Crush Stress & SEA Testing

Measuring Dynamic Properties of Composites for Crash Modelling

Composites offer huge advantages in crash safety applications through their high specific energy absorption (SEA). A composite crash structure can be a fraction of the weight of a metal one for equal performance and take up less internal space. However, their crash performance is dependent on many factors including impact velocity, fibre orientation and geometry.

​Engenuity is one of the world’s leading organisations in the characterisation and prediction of crash performance of composites. We can help you in choosing, testing and characterising the best materials for efficient safety systems for passengers, batteries, hydrogen storage and critical systems. 

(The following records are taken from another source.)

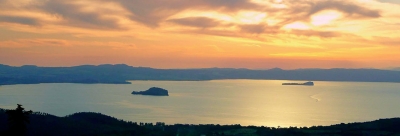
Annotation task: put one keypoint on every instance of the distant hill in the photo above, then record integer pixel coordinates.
(89, 123)
(120, 73)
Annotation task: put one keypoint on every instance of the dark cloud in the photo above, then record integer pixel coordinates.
(20, 20)
(152, 12)
(74, 16)
(201, 22)
(259, 28)
(343, 6)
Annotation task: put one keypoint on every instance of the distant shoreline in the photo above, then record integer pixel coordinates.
(67, 125)
(122, 74)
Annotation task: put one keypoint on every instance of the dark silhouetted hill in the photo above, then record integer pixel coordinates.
(121, 73)
(89, 123)
(152, 91)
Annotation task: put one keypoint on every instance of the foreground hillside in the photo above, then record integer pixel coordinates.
(120, 74)
(89, 123)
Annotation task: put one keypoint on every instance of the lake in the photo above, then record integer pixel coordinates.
(245, 102)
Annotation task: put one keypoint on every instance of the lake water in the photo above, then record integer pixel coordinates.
(245, 102)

Contact us to learn more via our Contact Form | +44 1444 457257 | enquiry@engenuity.net

Material Cards for Crash Modelling

Engenuity has an experienced analysis team that works with our materials laboratory to generate accurate material cards for crash simulation in a number of explicit codes. We test for all the necessary physical parameters, then build analysis models of the physical tests to develop material cards that accurately reflect the empirical behaviour. We can create material cards for pretty much all crash prediction software programs including LS-DYNA (MAT54 and MAT262) and Radioss. However, the backbone of our crash prediction work is CZone. This is the only purely predictive, composite crash simulation software, being validated over many years’ use by automotive OEMs and Formula 1, and eliminating the requirement for “non-physical parameters” such as SOFT. Learn more about CZone. 

Crush Screening

Even very similar composite materials can perform very differently in crush, this is unrelated to their static mechanical properties. Engenuity uses crush screening to select those that are ideal crushing materials, grading materials into 3 different types. Type 1 materials provide a consistently high crush stress, these are recommended for all crash applications including demanding locations under axial load. Type 2 gives an initial high crush stress, but this then reduces as the crushing continues, these materials can be used in crush applications but there are better alternatives. Type 3 materials do not absorb much energy as they fail and therefore do not contribute to the safety of the vehicle during a crash event. 

Geometry Effects of Energy Absorption in Crash

It has long been claimed that SEA (and therefore crush stress) is not a material property as it can vary with component geometry. Engenuity has overcome this using two different values in simulation, a delamination free crush typical of flat samples and delamination suppressed crush typical of curved profiles. This approach has been validated through both component and vehicle level physical testing.

​Engenuity has also developed a methodology to generate both values directly from flat plaques as shown in the video below. 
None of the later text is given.